但持续学习的关键在于:世界极其复杂,每份工作、每家公司、每个问题都各不相同,智能系统需要能够学习与特定部署相关的专属信息,而这些根本无法塞进某个共享训练过程中。
These are all the things we're talking about when we talk about on-the-job learning: things like how everything in your organization works and fits together, how to cooperate with all the infrastructure and the other people around you to make progress on some larger project, what the common failure modes are, and many other things like this.
这些就是我们谈论在职学习时所指的一切:比如组织内部所有事情的运转与协作方式,如何与周边基础设施和其他人合力推进更大的项目,常见的失败模式有哪些,以及诸如此类的许多内容。
As the podcast has grown, I've had to deal with more and more operational overhead.
随着播客的成长,我需要处理的运营杂务越来越多。
Take paying bills.
就拿付账单来说。
In the past, contractors would just email me their invoices.
过去,承包商只需给我发账单邮件。
Every few weeks, I'd dig through my inbox, create a folder with all the bills, and manually pay each one.
每隔几周,我就翻遍收件箱,建个文件夹归总账单,再逐一手动付款。
At this point, though, I just give everybody an email address that goes straight to Mercury, which is my banking platform.
不过现在,我只给每个人提供一个邮箱地址,账单会直接发到我的银行平台 Mercury。

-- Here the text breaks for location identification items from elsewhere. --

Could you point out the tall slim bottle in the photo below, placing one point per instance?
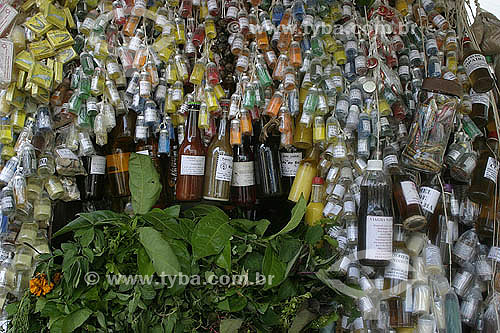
(375, 217)
(119, 154)
(485, 174)
(306, 172)
(191, 160)
(219, 165)
(243, 188)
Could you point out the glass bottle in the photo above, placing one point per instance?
(476, 68)
(314, 210)
(191, 160)
(375, 217)
(117, 157)
(408, 202)
(243, 188)
(219, 165)
(484, 177)
(302, 184)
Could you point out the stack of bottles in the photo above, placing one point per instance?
(375, 112)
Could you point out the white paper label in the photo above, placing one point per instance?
(224, 170)
(98, 165)
(390, 159)
(290, 163)
(339, 191)
(473, 62)
(463, 251)
(478, 98)
(379, 237)
(429, 198)
(410, 193)
(491, 171)
(398, 267)
(243, 174)
(192, 165)
(66, 153)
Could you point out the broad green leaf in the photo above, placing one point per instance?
(75, 319)
(86, 236)
(298, 212)
(230, 325)
(144, 182)
(210, 235)
(173, 211)
(162, 221)
(303, 318)
(314, 234)
(224, 258)
(164, 260)
(144, 263)
(272, 268)
(203, 210)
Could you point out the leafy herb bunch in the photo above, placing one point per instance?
(122, 273)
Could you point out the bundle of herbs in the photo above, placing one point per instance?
(172, 271)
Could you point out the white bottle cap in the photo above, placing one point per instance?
(375, 165)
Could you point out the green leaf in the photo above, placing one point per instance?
(144, 182)
(224, 258)
(86, 236)
(314, 234)
(173, 211)
(298, 212)
(230, 325)
(272, 267)
(144, 263)
(203, 210)
(75, 319)
(303, 318)
(164, 260)
(210, 235)
(162, 221)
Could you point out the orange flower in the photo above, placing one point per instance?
(40, 286)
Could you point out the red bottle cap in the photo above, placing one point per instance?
(318, 181)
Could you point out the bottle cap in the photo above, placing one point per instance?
(318, 181)
(375, 165)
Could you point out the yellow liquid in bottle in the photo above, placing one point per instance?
(314, 213)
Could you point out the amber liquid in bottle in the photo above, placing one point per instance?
(92, 186)
(408, 202)
(219, 165)
(485, 174)
(191, 161)
(119, 154)
(243, 188)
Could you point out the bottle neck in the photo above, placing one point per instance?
(192, 125)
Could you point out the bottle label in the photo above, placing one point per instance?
(66, 154)
(390, 160)
(349, 207)
(474, 62)
(478, 98)
(243, 174)
(404, 70)
(224, 170)
(491, 171)
(192, 165)
(398, 267)
(429, 198)
(339, 191)
(98, 165)
(410, 193)
(463, 251)
(117, 162)
(290, 164)
(379, 240)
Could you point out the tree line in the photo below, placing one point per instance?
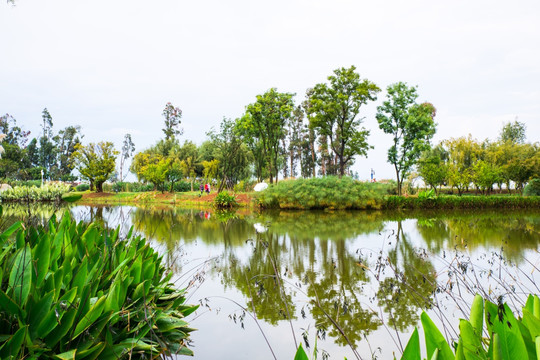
(318, 136)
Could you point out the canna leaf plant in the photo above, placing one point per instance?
(75, 291)
(503, 337)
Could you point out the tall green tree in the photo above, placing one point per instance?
(47, 150)
(266, 122)
(128, 148)
(410, 124)
(335, 107)
(232, 154)
(172, 116)
(95, 162)
(65, 143)
(513, 132)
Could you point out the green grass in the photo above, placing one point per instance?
(325, 193)
(462, 202)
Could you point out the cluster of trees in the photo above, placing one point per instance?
(321, 135)
(464, 163)
(25, 158)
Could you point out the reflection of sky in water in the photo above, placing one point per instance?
(222, 254)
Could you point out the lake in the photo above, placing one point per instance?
(350, 284)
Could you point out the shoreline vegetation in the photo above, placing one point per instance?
(326, 193)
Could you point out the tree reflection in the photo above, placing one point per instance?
(411, 287)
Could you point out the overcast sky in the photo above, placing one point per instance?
(111, 66)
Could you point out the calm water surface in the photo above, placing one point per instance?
(336, 280)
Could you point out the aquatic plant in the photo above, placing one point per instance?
(75, 291)
(532, 188)
(509, 337)
(328, 192)
(224, 200)
(49, 192)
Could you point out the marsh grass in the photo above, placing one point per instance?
(328, 192)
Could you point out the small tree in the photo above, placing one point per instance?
(411, 126)
(95, 162)
(128, 147)
(334, 109)
(172, 117)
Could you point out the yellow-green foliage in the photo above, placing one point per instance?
(329, 192)
(52, 192)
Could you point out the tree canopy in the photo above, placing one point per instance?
(335, 107)
(410, 124)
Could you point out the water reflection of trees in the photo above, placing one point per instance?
(31, 214)
(515, 232)
(412, 286)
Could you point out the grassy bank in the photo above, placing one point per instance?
(325, 193)
(182, 199)
(462, 202)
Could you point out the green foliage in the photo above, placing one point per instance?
(95, 162)
(411, 126)
(334, 108)
(327, 192)
(462, 202)
(224, 200)
(427, 194)
(74, 291)
(82, 187)
(49, 192)
(263, 128)
(532, 188)
(509, 337)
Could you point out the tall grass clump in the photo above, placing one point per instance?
(532, 188)
(329, 192)
(75, 291)
(49, 192)
(461, 202)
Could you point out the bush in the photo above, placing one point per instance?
(77, 289)
(52, 192)
(244, 186)
(327, 192)
(532, 188)
(461, 202)
(82, 187)
(224, 200)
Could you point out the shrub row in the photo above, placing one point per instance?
(461, 202)
(75, 291)
(49, 192)
(328, 192)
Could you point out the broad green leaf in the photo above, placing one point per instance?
(91, 353)
(62, 329)
(412, 350)
(80, 279)
(12, 347)
(472, 345)
(435, 340)
(505, 326)
(300, 354)
(42, 254)
(68, 355)
(92, 315)
(477, 315)
(6, 234)
(38, 313)
(20, 278)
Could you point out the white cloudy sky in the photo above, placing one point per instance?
(110, 66)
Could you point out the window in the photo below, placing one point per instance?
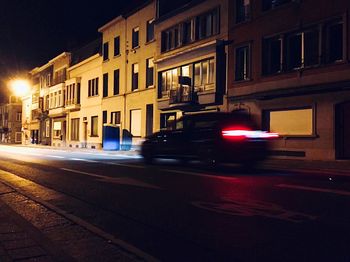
(135, 37)
(167, 120)
(197, 28)
(57, 126)
(187, 32)
(206, 25)
(150, 30)
(93, 87)
(105, 85)
(135, 77)
(242, 69)
(47, 128)
(116, 82)
(149, 72)
(171, 38)
(302, 49)
(334, 41)
(60, 76)
(135, 122)
(180, 81)
(105, 51)
(18, 137)
(293, 122)
(117, 46)
(272, 55)
(242, 10)
(48, 80)
(104, 116)
(204, 75)
(94, 126)
(271, 4)
(75, 129)
(115, 118)
(18, 117)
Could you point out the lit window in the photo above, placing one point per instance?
(242, 69)
(149, 72)
(135, 122)
(75, 129)
(150, 30)
(94, 126)
(116, 46)
(294, 122)
(105, 51)
(135, 37)
(135, 77)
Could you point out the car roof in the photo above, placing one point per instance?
(217, 115)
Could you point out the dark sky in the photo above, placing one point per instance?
(34, 31)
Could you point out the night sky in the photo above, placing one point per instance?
(34, 31)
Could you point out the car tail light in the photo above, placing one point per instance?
(241, 133)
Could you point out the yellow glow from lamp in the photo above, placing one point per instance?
(20, 87)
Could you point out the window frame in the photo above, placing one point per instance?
(249, 62)
(105, 85)
(116, 42)
(135, 37)
(135, 77)
(75, 129)
(92, 132)
(149, 73)
(105, 51)
(267, 125)
(150, 28)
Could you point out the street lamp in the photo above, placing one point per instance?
(20, 87)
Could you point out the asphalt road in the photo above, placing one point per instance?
(190, 213)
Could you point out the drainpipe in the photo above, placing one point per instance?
(125, 76)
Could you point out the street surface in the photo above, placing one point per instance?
(175, 212)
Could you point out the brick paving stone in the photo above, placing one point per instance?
(20, 243)
(13, 197)
(37, 259)
(5, 259)
(9, 228)
(29, 252)
(13, 236)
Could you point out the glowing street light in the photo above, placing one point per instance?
(20, 87)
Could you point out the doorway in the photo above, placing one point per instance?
(342, 130)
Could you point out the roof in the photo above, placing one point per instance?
(86, 51)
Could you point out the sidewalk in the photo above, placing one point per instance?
(336, 167)
(21, 241)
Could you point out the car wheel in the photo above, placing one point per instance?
(209, 158)
(148, 156)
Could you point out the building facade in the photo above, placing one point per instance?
(129, 93)
(191, 59)
(83, 99)
(289, 68)
(11, 121)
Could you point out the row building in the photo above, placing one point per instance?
(284, 65)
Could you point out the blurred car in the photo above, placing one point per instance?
(211, 138)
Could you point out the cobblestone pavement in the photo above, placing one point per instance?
(30, 232)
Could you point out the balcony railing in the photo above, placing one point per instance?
(181, 95)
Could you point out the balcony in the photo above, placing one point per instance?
(181, 96)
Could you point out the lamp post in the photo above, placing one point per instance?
(20, 88)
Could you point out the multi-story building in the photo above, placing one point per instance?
(83, 98)
(11, 121)
(289, 68)
(129, 93)
(46, 124)
(56, 100)
(191, 59)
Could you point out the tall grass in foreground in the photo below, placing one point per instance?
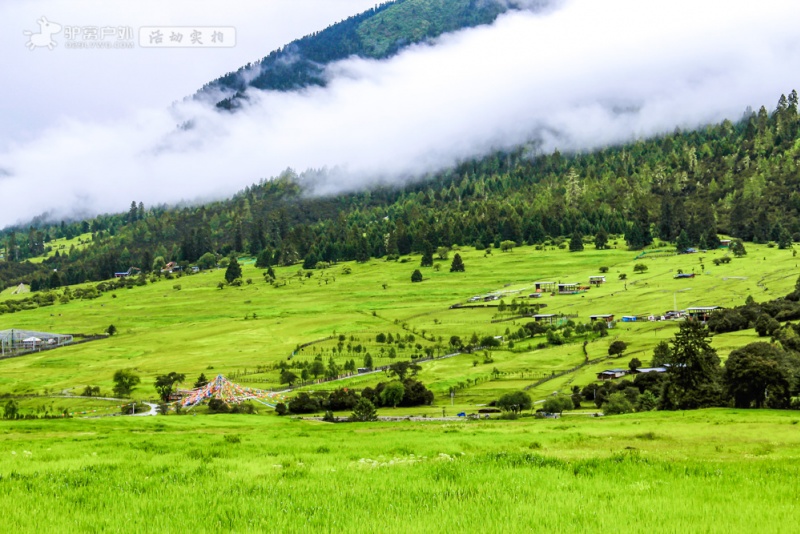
(715, 471)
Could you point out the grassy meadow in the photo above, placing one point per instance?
(189, 325)
(715, 470)
(710, 470)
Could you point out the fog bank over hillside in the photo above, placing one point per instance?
(583, 75)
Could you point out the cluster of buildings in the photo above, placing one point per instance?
(611, 374)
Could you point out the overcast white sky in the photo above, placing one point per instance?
(91, 130)
(39, 87)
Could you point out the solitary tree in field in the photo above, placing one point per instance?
(617, 348)
(576, 243)
(317, 368)
(125, 381)
(516, 402)
(165, 383)
(233, 271)
(288, 377)
(759, 374)
(364, 411)
(683, 242)
(737, 247)
(694, 371)
(601, 239)
(393, 393)
(558, 403)
(458, 265)
(400, 369)
(661, 354)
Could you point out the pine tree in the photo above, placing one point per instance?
(601, 239)
(576, 243)
(457, 266)
(233, 271)
(683, 243)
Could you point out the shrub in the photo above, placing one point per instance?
(364, 411)
(558, 403)
(515, 402)
(617, 403)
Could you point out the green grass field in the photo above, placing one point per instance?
(200, 328)
(716, 470)
(710, 470)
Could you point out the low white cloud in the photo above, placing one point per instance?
(585, 75)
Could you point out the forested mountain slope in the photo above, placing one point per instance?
(739, 179)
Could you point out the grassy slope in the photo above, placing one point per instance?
(654, 472)
(189, 330)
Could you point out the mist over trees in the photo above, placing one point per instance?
(737, 179)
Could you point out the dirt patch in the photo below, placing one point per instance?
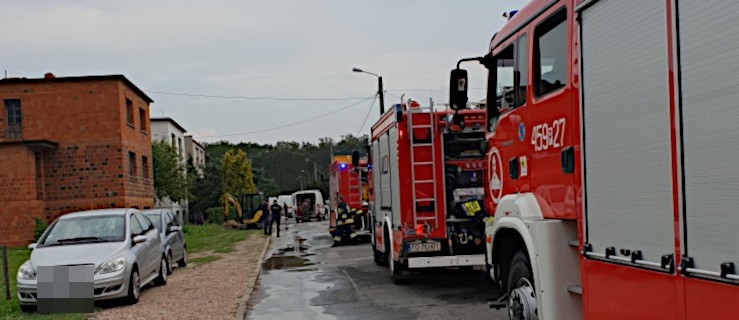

Whenever anybody sends an invoice to that address, Mercury automatically downloads it, scans it, and extracts all the relevant information — things like the contractor name, address, payment amount, invoice number, and due date — and then uses all of this to create a draft payment.
每当有人向那个地址发送发票,Mercury 就会自动下载、扫描并提取所有相关信息,包括承包商姓名、地址、付款金额、发票号和到期日,然后据此生成付款草稿。
Mercury then stores a list of these drafts for me to review.
Mercury 随后将这些草稿汇总成列表供我审核。
I just go through the list and double-check that they've been built correctly.
只需逐条过一遍,确认都正确无误。
I don't have to track anything or enter any information myself.
不需要自己追踪或录入任何信息。
Mercury does all the fundamental things for your business extremely well, and it puts them all in one place.
Mercury 把企业所需的核心功能做到了极致,而且全部集中在一个平台。
If you want to learn more, go to mercury.com.
想了解更多,请访问 mercury.com。
Mercury is a fintech company, not an FDIC-insured bank.
Mercury 是一家金融科技公司,不是 FDIC 承保银行。
Banking services provided through Choice Financial Group and Column N.A., Members FDIC.
银行服务由以下两家 FDIC 成员机构提供:Choice Financial Group 及 Column N.A.。
In this way, sample efficiency and continual learning are actually deeply connected problems.
由此可见,样本效率与持续学习实际上是密切相关的两个问题。